Moderate vignetting wide open approximately 1.5 stops in corners, largely corrected by f/5.6.

Community Insights

What people love
  • The 12-blade aperture creates exceptionally round, smooth bokeh balls that remain circular even when stopped down slightly
  • Compact and lightweight for a 135mm telephoto, making it practical for extended handheld shooting
  • Smooth, well-damped focusing ring with precise mechanical feel typical of Minolta's quality manufacturing
  • Affordable entry point into high-blade-count vintage glass that commands premium prices in other systems
  • Flattering portrait rendering with natural skin tones and smooth background separation
  • Build quality that exceeds expectations for a modest f/4 specification
What people dislike
  • Maximum aperture of f/4 limits low-light capability and reduces viewfinder brightness for manual focusing
  • Wide-open softness requires stopping down for critical sharpness, negating some bokeh advantage
  • Single-coated versions struggle significantly with backlit scenarios
  • Less resolution and contrast compared to the faster 135mm f/2.8 Rokkor variants
  • Slower than competing 135mm f/2.8 or f/2 options from the same era
  • Not as sharp as modern telephoto lenses, which disappoints those expecting clinical results
Pro Tips
  • Use a hood religiously - the modest coating cannot handle stray light well
  • Sweet spot for sharpness with retained bokeh quality is f/5.6
  • Focus slightly behind the eyes for portraits to account for the gentle wide-open softness
  • Excellent for backlit portraits where the flare characteristics add vintage atmosphere
  • Works exceptionally well for flower and nature photography where the smooth bokeh isolates subjects
  • On APS-C mirrorless cameras, the 200mm equivalent focal length creates significant compression for environmental portraits

Compatible Adapters

Real adapters from our shop that fit this lens mount.

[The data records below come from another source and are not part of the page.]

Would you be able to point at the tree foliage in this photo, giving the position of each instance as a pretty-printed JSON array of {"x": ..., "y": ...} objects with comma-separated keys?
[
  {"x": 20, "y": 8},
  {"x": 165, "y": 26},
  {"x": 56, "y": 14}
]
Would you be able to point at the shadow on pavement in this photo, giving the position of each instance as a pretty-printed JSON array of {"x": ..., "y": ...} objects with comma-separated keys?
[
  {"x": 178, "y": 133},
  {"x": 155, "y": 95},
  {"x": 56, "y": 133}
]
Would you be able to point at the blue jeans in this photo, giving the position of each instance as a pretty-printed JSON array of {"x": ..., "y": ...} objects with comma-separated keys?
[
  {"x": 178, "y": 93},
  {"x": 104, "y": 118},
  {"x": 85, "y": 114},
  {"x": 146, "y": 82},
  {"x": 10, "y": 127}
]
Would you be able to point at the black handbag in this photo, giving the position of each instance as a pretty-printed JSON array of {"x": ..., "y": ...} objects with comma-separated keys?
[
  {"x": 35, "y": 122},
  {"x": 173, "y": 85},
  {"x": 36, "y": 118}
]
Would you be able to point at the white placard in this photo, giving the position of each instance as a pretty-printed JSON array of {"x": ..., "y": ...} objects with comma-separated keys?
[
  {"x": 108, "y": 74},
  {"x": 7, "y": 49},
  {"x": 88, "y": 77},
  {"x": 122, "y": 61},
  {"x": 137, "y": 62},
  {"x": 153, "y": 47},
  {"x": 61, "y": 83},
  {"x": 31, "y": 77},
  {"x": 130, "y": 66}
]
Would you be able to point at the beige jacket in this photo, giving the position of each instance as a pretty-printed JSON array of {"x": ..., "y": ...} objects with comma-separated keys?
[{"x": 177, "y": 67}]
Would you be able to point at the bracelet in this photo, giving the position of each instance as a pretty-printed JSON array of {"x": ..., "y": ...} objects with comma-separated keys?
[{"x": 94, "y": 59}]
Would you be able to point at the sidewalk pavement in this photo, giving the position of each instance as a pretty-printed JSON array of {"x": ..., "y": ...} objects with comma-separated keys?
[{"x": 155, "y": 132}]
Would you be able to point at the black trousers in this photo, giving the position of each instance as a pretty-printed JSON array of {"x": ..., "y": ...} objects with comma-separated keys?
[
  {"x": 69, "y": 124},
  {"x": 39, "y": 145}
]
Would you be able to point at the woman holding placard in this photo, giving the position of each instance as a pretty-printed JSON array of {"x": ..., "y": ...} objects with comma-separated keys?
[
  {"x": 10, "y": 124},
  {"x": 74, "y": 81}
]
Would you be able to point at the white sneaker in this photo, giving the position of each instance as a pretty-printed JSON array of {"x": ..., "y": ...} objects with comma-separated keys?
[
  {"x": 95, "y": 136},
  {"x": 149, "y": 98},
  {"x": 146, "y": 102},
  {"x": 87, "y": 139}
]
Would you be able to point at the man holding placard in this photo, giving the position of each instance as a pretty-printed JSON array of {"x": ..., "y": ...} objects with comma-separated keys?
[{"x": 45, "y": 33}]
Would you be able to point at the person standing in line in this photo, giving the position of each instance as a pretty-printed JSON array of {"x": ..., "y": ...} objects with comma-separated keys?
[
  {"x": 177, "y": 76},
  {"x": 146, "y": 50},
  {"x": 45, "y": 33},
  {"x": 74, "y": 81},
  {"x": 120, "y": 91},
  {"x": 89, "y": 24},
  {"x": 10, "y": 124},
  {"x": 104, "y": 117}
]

Standard · ฿890 · Out of stock

Minolta MD Lenses to Canon EOS R Mount Camera Adapter

Standard · Out of stock

Minolta MD Lenses to Nikon Z Mount Camera Adapter

Standard · Out of stock

Sources (1)

LLM generated secondaryAI

The Minolta 135mm f/4 with 12 aperture blades represents one of the earliest telephoto offerings from Minolta's MD mount era, tracing its lineage back to the SR-mount designs of the 1960s. This lens was part of Minolta's strategy to offer a more compact and affordable alternative to the faster 135mm f/2.8 optics. The 12-blade aperture was a deliberate engineering choice that Minolta employed in several of their earlier telephoto designs, prioritizing smooth bokeh rendition over manufacturing cost savings. While this lens never achieved the cult status of its faster siblings or the legendary Rokkor-X variants, it developed a quiet following among portrait photographers who discovered its exceptional out-of-focus rendering. The 12-blade configuration was eventually phased out in favor of 6-blade designs as Minolta streamlined production, making these early versions increasingly sought after by bokeh enthusiasts. This lens represents the tail end of an era when Japanese manufacturers still prioritized mechanical refinement over cost optimization, resulting in a build quality that exceeded its modest specification sheet.